Les participants ont ensuite été appariés selon leurs profils, puis invités à discuter une dizaine de minutes sur Discord, comme lors d'un premier contact en ligne. À la fin de l'échange, chacun devait noter son envie de retrouver l'autre.

Le résultat est sans ambiguïté: les duos partageant un humour affiliatif, ou tous deux un humour auto-valorisant, voient leur intention de rendez-vous grimper. À l'inverse, les binômes marqués par l'humour agressif arrivent en bas du classement.

Ce que cela dit, au-delà de la blague

Derrière ce constat, il y a quelque chose que nous reconnaissons sans peine. La théorie de la similarité-attraction suggère que nous sommes spontanément attirés par celles et ceux qui nous ressemblent — non pas en surface, mais dans leur manière d'habiter le monde, d'en rire, d'en amortir les secousses. Notre humour, en réalité, parle pour nous bien avant que nous ayons pesé chacun de nos mots. Quand quelqu'un répond exactement sur le même ton, quand la vanne fuse avec la même cadence, c'est un signe de reconnaissance: là, dans l'espace partagé d'une conversation, quelque chose se tisse — quelque chose qui ressemble à un refuge.

Et ce n'est pas un hasard isolé. Une méta-analyse menée à l'Université du Kansas, qui compile 39 études et plus de 15 000 participants, va dans le même sens.

Ce qu'il reste à vérifier, et à faire

L'étude porte sur un échange court, dans un contexte culturel précis — rien d'universel, donc. Mais elle nous invite à une attention simple, applicable dès les premiers messages sur un tchat ou une appli: observer si l'autre joue dans la même cour que nous. Est-ce que l'humour circule, ou est-ce qu'il bute? Est-ce qu'on rit ensemble, ou est-ce qu'on cherche seulement à être drôle pendant que l'autre reste en retrait?

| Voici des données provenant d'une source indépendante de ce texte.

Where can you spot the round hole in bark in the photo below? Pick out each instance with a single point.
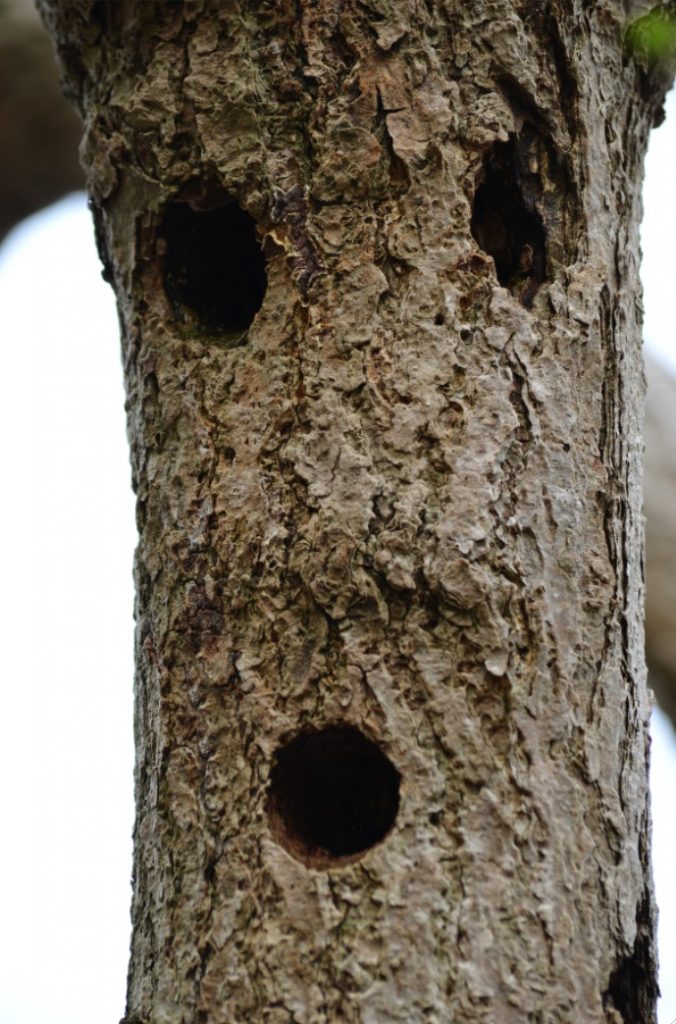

Dans ces quelques minutes où tout se joue, l'asymétrie des attentes peut transformer une conversation prometteuse en dialogue de sourds. Ce n'est pas une recette à appliquer — c'est plutôt un rappel discret: la connexion authentique ne se décrète pas, elle se reconnaît, à la manière d'une résonance qu'on ne décide pas.